Every January, many individuals make resolutions for the upcoming year. These typically have to do with improvements they want to make related to their health and well-being. A resolution for improving sleep habits is one that many ought to consider. The overall goal is to make improvements in sleep habits that improve sleep duration, quality and regularity. Examples of specific goals are: (1) Establish a bedtime early enough to get sufficient sleep; (2) Decrease or eliminate caffeine and other stimulants especially during the afternoon and evening; (3) Evaluate and improve the bedroom environment. Are your pillow and bedding comfortable? Are you able to keep the temperature and humidity at a comfortable level? Is your bedroom dark and quiet enough?; (4) Decrease the frequency and duration of activities before bedtime that interfere with getting to sleep like watching TV or using social media; (5) Establish and maintain a relaxing bedtime routine. Changing sleep habits can be monitored and tracked with sleep diaries that can be found on the National Sleep Foundation website or ones that you can custom make for yourself.

What does your sleep research involve?

The core of my research mission is to understand factors that contribute to positive and negative outcomes in children, adolescents and young adults. We focus on several domains of outcomes, including cognitive functioning and academic achievement, behavioral and emotional problems and physical health. Ultimately, the knowledge that we gain will be used to help prevent problems in those domains or at least mitigate the damage caused by them.

What have you learned from your research? 

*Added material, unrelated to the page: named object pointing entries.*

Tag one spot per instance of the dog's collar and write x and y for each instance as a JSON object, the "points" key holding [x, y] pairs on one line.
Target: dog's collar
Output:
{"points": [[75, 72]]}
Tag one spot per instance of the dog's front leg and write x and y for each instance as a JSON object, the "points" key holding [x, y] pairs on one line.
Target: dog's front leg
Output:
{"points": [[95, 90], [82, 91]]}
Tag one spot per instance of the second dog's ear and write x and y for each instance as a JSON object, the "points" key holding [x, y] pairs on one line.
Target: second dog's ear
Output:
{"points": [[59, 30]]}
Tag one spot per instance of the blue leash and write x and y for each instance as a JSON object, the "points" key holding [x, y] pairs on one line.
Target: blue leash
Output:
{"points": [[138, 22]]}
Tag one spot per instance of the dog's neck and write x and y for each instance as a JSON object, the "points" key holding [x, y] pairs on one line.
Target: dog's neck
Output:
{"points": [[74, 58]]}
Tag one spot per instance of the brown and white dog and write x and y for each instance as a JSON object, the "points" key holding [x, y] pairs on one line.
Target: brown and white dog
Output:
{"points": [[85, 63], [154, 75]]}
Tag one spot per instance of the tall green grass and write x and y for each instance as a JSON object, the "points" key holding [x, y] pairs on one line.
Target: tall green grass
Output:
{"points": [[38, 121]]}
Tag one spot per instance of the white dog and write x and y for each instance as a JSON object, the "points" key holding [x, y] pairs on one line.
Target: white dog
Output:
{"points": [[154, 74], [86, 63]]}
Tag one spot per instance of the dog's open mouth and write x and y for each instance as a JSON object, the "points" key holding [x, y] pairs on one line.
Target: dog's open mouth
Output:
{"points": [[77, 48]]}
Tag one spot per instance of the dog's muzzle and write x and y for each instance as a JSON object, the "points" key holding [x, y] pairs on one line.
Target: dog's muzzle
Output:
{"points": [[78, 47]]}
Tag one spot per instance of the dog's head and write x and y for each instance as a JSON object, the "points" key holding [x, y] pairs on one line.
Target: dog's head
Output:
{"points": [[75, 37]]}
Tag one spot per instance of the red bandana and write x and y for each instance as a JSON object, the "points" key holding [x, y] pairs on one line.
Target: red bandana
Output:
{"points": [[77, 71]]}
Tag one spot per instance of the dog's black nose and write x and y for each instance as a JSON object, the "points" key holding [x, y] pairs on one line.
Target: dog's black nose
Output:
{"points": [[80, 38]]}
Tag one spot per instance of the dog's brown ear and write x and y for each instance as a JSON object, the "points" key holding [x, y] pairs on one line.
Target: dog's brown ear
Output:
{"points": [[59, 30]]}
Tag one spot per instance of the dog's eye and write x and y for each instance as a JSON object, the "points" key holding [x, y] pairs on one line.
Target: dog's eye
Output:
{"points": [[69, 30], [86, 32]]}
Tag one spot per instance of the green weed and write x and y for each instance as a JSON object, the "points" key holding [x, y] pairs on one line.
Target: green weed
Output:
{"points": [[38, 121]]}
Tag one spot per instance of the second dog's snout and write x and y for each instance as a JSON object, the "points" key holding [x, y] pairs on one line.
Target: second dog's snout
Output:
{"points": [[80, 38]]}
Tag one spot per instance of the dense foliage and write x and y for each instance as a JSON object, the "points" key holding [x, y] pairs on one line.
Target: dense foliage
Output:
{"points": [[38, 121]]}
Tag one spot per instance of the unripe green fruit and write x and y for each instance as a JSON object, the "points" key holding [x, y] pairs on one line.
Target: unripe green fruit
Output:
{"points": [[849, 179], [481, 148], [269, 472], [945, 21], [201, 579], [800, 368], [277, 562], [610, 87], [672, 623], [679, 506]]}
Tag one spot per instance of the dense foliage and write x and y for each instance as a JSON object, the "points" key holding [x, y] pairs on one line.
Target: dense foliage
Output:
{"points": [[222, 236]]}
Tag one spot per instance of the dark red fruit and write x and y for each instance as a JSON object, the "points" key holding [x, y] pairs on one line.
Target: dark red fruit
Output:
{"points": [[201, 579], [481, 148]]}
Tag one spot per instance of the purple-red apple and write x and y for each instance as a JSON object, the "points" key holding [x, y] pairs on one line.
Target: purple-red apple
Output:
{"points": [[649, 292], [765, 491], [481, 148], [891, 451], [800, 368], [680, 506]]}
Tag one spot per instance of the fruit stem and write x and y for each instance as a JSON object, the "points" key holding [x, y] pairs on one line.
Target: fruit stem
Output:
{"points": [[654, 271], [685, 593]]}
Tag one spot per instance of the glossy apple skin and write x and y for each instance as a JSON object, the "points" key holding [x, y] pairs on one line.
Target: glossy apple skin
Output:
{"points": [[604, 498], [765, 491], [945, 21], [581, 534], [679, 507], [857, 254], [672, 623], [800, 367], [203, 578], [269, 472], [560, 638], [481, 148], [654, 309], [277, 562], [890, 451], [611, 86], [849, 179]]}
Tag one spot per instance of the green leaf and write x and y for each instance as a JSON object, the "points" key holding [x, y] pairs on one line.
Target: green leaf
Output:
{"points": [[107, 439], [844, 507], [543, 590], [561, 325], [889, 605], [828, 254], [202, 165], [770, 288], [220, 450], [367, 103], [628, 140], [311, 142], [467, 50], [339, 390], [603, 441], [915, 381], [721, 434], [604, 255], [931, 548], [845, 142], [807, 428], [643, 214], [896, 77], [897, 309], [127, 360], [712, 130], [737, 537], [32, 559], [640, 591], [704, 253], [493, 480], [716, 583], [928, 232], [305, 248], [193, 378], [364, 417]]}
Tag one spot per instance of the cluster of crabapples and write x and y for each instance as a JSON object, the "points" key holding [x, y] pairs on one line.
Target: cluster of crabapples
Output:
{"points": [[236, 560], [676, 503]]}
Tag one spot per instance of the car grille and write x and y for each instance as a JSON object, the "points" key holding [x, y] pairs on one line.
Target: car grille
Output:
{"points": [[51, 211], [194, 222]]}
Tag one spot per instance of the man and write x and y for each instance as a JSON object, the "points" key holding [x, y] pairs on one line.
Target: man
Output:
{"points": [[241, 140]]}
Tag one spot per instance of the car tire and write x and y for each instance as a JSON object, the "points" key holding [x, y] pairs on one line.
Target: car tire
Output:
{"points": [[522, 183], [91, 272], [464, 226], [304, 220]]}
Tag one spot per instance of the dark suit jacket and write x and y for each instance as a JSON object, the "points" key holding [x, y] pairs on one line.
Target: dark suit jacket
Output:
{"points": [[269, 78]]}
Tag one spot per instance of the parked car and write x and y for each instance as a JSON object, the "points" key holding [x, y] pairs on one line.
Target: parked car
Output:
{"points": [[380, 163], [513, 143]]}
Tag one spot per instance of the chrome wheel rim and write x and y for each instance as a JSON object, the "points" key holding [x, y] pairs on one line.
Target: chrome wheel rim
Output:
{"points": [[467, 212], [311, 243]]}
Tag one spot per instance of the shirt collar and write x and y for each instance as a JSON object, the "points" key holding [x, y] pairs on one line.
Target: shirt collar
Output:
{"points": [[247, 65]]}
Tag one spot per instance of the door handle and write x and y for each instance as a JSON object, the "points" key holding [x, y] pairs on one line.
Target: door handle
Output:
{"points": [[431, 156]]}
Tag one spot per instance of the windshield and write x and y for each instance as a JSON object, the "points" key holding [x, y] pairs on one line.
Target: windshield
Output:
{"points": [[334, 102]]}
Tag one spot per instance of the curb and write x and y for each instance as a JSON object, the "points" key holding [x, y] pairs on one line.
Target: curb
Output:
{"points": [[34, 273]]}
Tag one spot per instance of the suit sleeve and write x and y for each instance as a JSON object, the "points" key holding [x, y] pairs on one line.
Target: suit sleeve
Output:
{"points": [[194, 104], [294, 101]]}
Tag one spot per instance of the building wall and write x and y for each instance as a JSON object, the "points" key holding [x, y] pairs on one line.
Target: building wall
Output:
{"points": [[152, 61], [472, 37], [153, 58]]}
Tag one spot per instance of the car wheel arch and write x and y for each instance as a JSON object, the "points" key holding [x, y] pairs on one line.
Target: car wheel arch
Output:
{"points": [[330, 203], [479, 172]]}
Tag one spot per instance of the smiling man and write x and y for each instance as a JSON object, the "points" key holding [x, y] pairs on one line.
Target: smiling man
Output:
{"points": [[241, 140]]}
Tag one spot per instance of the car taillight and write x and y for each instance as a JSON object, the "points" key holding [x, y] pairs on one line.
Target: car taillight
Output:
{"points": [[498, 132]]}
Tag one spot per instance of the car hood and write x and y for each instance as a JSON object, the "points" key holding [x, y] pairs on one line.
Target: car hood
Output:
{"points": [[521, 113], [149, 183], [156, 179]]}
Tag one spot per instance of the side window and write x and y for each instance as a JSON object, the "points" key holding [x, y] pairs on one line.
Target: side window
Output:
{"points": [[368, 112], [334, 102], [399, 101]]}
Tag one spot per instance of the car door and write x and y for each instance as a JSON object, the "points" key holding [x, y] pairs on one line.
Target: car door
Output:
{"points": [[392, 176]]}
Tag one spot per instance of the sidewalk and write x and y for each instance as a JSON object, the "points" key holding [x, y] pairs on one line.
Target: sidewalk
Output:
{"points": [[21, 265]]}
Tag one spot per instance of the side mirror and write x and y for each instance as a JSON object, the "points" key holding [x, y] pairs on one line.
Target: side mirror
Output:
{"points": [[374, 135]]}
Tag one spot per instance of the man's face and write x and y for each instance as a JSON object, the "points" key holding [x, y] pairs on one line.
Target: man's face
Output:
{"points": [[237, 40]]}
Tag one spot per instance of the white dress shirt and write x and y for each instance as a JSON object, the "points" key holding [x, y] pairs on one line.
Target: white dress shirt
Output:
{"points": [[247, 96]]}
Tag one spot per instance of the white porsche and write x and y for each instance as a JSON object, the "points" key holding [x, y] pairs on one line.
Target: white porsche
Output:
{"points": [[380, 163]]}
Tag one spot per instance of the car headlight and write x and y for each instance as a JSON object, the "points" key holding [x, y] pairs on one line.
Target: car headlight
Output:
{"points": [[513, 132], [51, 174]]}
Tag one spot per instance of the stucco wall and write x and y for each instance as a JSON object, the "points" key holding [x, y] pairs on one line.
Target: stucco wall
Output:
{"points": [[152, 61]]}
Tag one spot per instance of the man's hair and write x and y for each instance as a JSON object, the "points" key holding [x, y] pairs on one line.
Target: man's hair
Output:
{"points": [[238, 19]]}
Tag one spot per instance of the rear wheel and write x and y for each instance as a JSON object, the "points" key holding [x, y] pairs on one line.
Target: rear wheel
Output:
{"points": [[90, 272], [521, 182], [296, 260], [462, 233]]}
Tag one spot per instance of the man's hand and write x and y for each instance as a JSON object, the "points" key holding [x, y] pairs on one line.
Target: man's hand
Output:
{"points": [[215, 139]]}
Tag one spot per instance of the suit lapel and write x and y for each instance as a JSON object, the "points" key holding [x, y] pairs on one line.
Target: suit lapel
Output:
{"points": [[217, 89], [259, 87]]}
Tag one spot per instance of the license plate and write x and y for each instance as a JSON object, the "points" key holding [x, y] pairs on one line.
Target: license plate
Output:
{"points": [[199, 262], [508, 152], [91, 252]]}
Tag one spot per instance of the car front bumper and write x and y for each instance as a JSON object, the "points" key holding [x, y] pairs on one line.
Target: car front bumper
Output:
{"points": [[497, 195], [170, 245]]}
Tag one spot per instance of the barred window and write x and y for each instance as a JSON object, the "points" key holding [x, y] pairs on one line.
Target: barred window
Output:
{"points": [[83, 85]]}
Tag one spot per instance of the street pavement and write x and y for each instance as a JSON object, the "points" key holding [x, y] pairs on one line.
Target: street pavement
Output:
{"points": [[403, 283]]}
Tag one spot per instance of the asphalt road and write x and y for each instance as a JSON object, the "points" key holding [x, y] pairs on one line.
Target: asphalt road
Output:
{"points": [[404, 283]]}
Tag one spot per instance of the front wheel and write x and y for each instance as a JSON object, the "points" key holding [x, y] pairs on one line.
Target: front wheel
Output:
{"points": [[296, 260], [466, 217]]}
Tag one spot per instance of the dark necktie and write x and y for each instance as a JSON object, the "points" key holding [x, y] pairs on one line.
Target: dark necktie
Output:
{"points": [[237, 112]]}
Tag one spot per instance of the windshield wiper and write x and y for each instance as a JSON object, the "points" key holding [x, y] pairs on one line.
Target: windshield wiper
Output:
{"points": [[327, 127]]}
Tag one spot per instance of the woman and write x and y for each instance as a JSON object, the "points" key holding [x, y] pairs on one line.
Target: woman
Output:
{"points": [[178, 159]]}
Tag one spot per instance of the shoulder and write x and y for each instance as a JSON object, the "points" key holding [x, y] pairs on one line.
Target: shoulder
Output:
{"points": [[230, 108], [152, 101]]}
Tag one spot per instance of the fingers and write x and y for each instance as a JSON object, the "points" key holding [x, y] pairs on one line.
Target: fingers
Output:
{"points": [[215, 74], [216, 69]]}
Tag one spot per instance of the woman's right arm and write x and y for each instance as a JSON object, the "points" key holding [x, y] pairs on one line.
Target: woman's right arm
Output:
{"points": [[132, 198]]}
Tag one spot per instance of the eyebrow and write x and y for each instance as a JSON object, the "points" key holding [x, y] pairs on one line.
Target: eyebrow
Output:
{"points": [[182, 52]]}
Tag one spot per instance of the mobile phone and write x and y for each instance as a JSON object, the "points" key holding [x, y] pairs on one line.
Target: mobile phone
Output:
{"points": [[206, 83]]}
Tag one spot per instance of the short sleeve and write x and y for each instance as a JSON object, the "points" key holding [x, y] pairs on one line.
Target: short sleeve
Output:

My projects have involved studying several large groups of different families from the community and following them over the course of many years (ages 7–23 years). We have been able to identify which factors present in childhood are related to problems that occur later in development. While there are many factors earlier in life that have been historically been found to relate to problems later on, we have discovered that the amount, quality and regularity of sleep play critical roles in either increasing risk of problems or protecting against those problems. One of our important discoveries is that poor sleep is especially associated with negative outcomes in children and adolescents in families of lower socioeconomic position. Conversely, when children and adolescents in those families get sufficient sleep, their good sleep serves as a protective factor against those negative outcomes. 

What advice do you have for children? For adults?

Our work, along with a large body of research by others, indicates that improving sleep has significant benefits. Improving sleep should help children and adolescents perform better academically, have better emotion regulation and better health. Improving sleep, like improving people’s nutrition and exercise, requires a multi-pronged approach. One area we emphasize is for parents to assess the quality of the physical environment for sleep. Ideally, it needs to be a place where one feels safe and secure, is quiet and dark, with a comfortable temperature and humidity. Besides the physical environment, we stress the importance of parental monitoring of such things as screen use in the evenings, consumption of caffeinated drinks and providing a regular comforting bedtime routine. Going to bed early enough to get sufficient sleep is important, especially for children and adolescents on school nights. And one recommendation deriving from our research is that regularity of bedtimes and wake times during the school week and even on weekends are extremely important. These suggestions apply equally to adults.